Bango is a music style created and made popular on the East African coast by Joseph Ngala. It fuses traditional Portuguese music genres, Arabic influenced taarab music, jazz and music genres of local coastal Bantu languages. It resembles easy listening music styles of Latin America such as bossa nova and music styles of many Indian Ocean islands such as Seychelles and Mauritius. Ngala (also known by stage name "Mzee Ngala") is a renowned Kenyan bango musician who comes from Freretown, Mombasa, and also the founder of the genre. He performed in the past with famous groups such as the Hodi Boys and was also the founder and band leader of the 1960s and 1970s group Bahari Boys. In the band, he was the main composer and inspiration. Mzee Ngala's song "Bango" is the originator of the name bango. The resilience of the name, bango, is testament to the genre created by Ngala.

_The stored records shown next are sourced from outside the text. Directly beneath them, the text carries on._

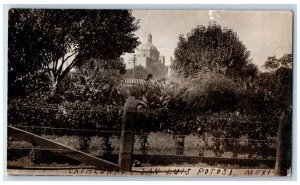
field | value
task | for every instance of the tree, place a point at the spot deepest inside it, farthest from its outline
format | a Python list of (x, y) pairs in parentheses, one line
[(273, 63), (212, 48), (68, 38)]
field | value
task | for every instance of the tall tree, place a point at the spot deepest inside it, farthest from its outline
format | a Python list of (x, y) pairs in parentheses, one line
[(215, 49), (273, 63), (57, 40)]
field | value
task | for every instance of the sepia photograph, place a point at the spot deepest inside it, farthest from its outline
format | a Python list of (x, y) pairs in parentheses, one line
[(140, 92)]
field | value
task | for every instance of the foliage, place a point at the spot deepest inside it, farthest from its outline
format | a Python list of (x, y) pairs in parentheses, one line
[(56, 41), (139, 72), (273, 63), (213, 48), (102, 88), (276, 84)]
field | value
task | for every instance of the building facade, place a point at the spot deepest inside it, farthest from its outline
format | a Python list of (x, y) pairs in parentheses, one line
[(149, 58)]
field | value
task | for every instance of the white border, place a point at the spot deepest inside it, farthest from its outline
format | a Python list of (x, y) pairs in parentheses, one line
[(155, 4)]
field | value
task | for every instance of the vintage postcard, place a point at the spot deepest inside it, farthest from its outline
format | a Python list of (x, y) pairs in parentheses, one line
[(111, 92)]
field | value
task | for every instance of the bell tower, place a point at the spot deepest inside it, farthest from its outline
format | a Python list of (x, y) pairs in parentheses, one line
[(150, 38)]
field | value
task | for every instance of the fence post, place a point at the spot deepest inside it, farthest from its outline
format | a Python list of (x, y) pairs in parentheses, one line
[(283, 146), (127, 135)]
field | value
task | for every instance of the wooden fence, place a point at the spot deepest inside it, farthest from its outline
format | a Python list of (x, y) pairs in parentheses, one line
[(127, 142)]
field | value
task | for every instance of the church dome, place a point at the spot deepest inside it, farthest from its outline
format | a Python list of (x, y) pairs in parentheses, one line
[(148, 45)]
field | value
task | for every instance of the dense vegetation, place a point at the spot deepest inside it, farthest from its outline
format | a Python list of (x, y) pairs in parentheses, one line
[(218, 93)]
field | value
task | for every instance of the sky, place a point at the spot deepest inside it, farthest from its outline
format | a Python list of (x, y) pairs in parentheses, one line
[(264, 33)]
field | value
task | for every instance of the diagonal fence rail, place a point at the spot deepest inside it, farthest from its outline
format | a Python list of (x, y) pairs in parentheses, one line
[(61, 149)]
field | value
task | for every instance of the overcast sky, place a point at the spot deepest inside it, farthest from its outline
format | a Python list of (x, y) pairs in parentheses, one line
[(264, 33)]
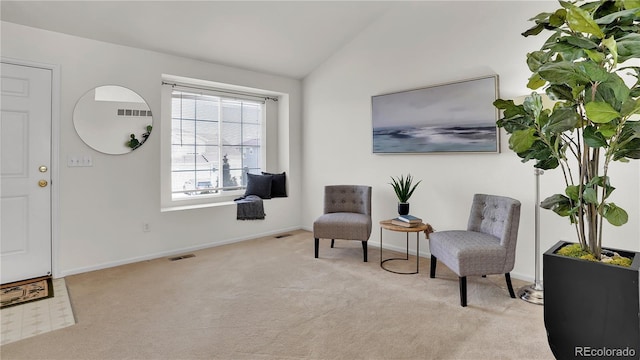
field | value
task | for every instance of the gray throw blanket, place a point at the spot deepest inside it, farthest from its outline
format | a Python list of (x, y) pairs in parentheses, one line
[(250, 208)]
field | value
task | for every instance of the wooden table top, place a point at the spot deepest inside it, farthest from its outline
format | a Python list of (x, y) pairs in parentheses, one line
[(386, 224)]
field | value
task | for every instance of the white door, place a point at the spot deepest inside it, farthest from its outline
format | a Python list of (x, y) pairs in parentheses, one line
[(25, 183)]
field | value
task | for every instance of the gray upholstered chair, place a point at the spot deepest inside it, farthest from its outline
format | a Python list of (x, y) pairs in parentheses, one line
[(488, 246), (347, 215)]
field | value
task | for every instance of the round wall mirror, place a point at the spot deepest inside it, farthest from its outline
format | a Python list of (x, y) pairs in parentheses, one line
[(112, 119)]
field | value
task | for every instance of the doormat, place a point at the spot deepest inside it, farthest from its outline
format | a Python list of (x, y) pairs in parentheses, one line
[(21, 292)]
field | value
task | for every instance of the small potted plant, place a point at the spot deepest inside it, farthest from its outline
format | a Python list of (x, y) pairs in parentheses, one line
[(404, 188), (587, 67)]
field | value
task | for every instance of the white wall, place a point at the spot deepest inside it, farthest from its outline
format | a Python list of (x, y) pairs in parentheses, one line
[(420, 44), (102, 208)]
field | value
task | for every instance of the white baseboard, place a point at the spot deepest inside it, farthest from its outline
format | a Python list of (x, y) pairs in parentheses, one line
[(169, 253)]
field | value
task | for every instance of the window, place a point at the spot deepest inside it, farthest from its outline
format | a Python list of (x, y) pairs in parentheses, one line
[(215, 141), (212, 135)]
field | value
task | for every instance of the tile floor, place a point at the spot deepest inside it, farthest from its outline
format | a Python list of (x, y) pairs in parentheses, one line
[(23, 321)]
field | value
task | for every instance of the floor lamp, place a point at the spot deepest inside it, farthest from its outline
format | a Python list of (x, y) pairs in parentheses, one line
[(534, 293)]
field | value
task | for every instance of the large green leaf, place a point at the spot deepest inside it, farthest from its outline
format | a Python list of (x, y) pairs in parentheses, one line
[(600, 112), (610, 43), (562, 119), (564, 72), (631, 107), (537, 59), (536, 82), (522, 140), (580, 42), (608, 19), (560, 92), (593, 138), (615, 215), (629, 47), (580, 20)]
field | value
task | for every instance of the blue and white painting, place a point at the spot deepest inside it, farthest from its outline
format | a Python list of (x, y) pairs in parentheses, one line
[(456, 117)]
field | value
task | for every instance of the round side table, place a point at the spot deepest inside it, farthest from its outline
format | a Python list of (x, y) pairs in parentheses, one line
[(386, 224)]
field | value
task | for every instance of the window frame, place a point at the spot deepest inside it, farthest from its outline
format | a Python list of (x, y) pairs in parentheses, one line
[(169, 83)]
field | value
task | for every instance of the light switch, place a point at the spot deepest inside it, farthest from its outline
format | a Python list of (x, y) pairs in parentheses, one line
[(79, 161)]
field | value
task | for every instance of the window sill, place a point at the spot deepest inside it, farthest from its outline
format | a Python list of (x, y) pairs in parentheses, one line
[(204, 202), (196, 206)]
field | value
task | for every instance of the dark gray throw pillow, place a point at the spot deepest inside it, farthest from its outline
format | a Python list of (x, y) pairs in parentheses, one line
[(259, 185), (278, 184)]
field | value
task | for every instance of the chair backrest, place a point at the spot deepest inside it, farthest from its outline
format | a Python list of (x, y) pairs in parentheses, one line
[(498, 216), (347, 198)]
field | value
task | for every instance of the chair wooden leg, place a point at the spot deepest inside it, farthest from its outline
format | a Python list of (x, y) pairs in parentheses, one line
[(507, 276), (364, 250), (463, 291), (434, 262)]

Other notable bango artists who have copied his style include Uyoga Band (formerly Them Mushrooms), Teusi 5 and Bango Sounds. Ngala still  performs his music during events like the bi-annual Coast Night held in Nairobi and also in events all over the Coast province like Jamboree Club. Many, though not all, bango songs are written and performed for and during weddings. Such songs include "Jimmy na Anne" (written for Jimmy Ngala, Mzee Ngala's son's wedding to Anna), "Billy na Susan", "Kombe na Dogo" and the "David na Vera".